Random Thoughts on Black Men: Part II

A while back, I wrote a piece titled “Random Thoughts on Black Men.” In that article, I wondered why are so many black dudes are afraid of dogs and seem to always wear socks with their sandals. Well, I’m back to ponder the meaning of more random shit that is exclusive to my fellow black men. Now, these musings aren’t accurate for every brotha on the planet. As a black man, I’m quite aware of the false stereotypes that hinder black men in America and the world over. However, there are things I still to this day wonder about when it comes to black dudes. Why so many black dudes are on some Hotep shit, and some black men feel the need to condescend to dark-skinned women.


Ain’t No Hotepin’  

For those who don’t know what the word Hotep means, my man from Very Smart Brothas, Damon Young, breaks it down brilliantly in this piece. Hoteps seem to think that all slave-descended black folks are from Egypt and were once all kings. They believe other bullshit too, like single mothers being the downfall of the black community.

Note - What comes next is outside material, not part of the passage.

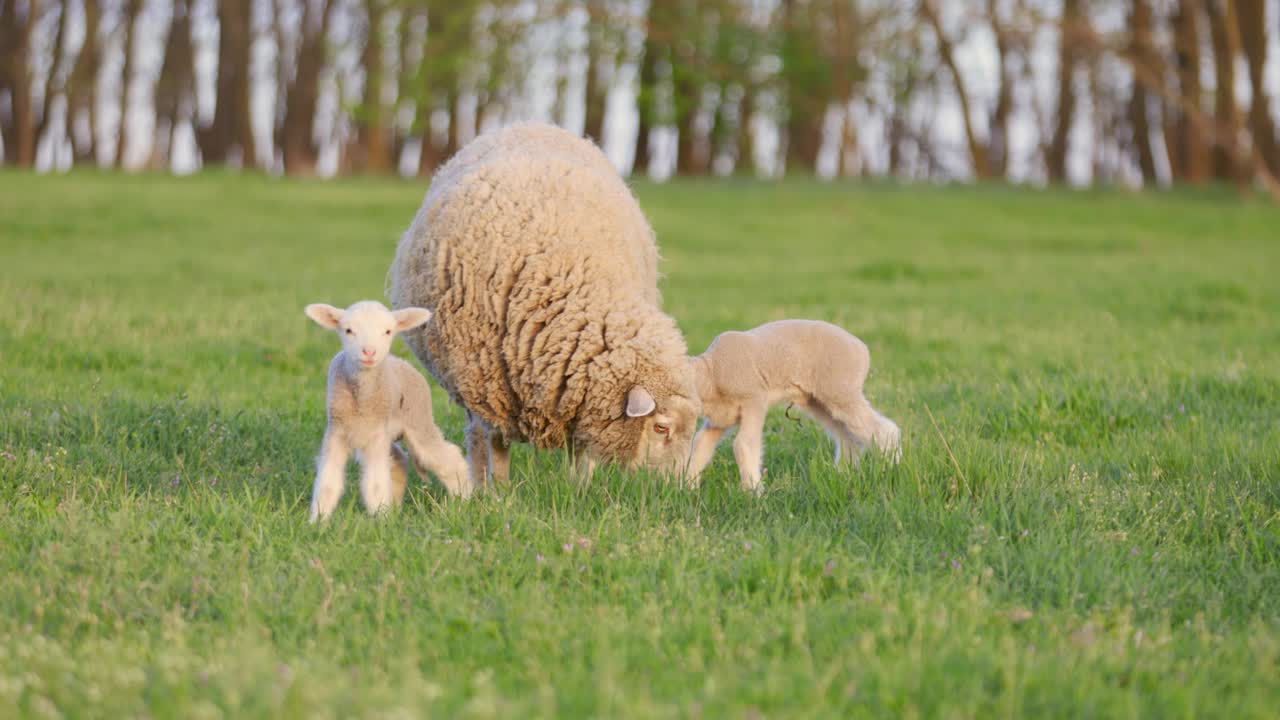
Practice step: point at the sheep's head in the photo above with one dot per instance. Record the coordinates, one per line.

Sadly, it seems Hotepry is on the rise. Folks like Umar Johnson and David Banner still get speaking gigs and have many followers on Twitter. So let it be known that Egyptians and Egypt are in North Africa. Even the black Pharaohs who ruled Egypt toward the end of that civilization were from Sudan, the same Sudan that happens to be in East Africa. Finally, indigenous West Africa tribes most likely had chiefs and councils that ruled their lands before European colonization. It’s no different from white folks who claim they were Queen Elizabeth in a previous lifetime. They’re wrong, and most brothas who claim we were all kings are damn crazy, too. We all probably descended from goat farmers and shit.


Finally, about Hoteps, I was in danger of becoming one during my service days. I started hanging out with all these brothas who’d have faux “Black Power” stances and say “god damn the white man.” Two things saved me from the Hotep fate.

  1. Reading in-depth about the Black Panther Party history, and one of their main tenants was “you can’t fight bigotry with bigotry.” Now, I’m sure the BBP had their hoteps, too.
  2. The second thing I noticed was that many of the faux militant brothas would date and have sexual relations with every type of woman but a black woman. One time I called out a dude on this, and he told me, “I’m trying to do what the white men did to our women…fuck ‘em.” I quickly realized how sexist and prejudiced this stance was and absolved myself of any hotepness. 



“You’re pretty for a dark-skinned girl.”

During my young and single days, I was dating older women. One day, my sister (who is also a dark-skinned black woman) asked me to show her a picture of my current love interest. She was flabbergasted that said woman was also dark-skinned. My sister proceeded to tell me that she thought that since I was a University of Chicago grad and educated brotha, I’d be dating a light, bright, and damn-near-white woman. No offense to my light skinned and mixed-race sistas out there.

I could have taken offense to my sister’s comments, but I understood where she was coming from with this train of thought. Many “so-called’ successful black men date and marry bi-racial, Latina, and white women. Our dark-skinned sistas often have to deal with the timeless underhanded compliment, “You’re pretty for a dark-skinned girl,” which suggests that dark-skinned women can’t be ‘pretty.’ It’s a ton of historical context explaining this type of thinking. Aunt Viv.gif

I won’t be the first to say that women like Viola Davis, Aja Noami King, Lupita Nyong’o, and countless other non-famous dark-skinned women are beautiful. There are lovely people of every complexion. However, someone as beautiful and famous as Lupita has to deal with brothas like Gilbert Arenas calling her ugly. It’s a strange double standard: dark-skinned brothas, like ‘man crushIdris Elba and Mike Coulter, are considered sex symbols, but a woman like Lupita is the exception to the rule. Brothas, we can do better and appreciate that beauty comes in all shades. Shout out to Aunt Viv Number 1!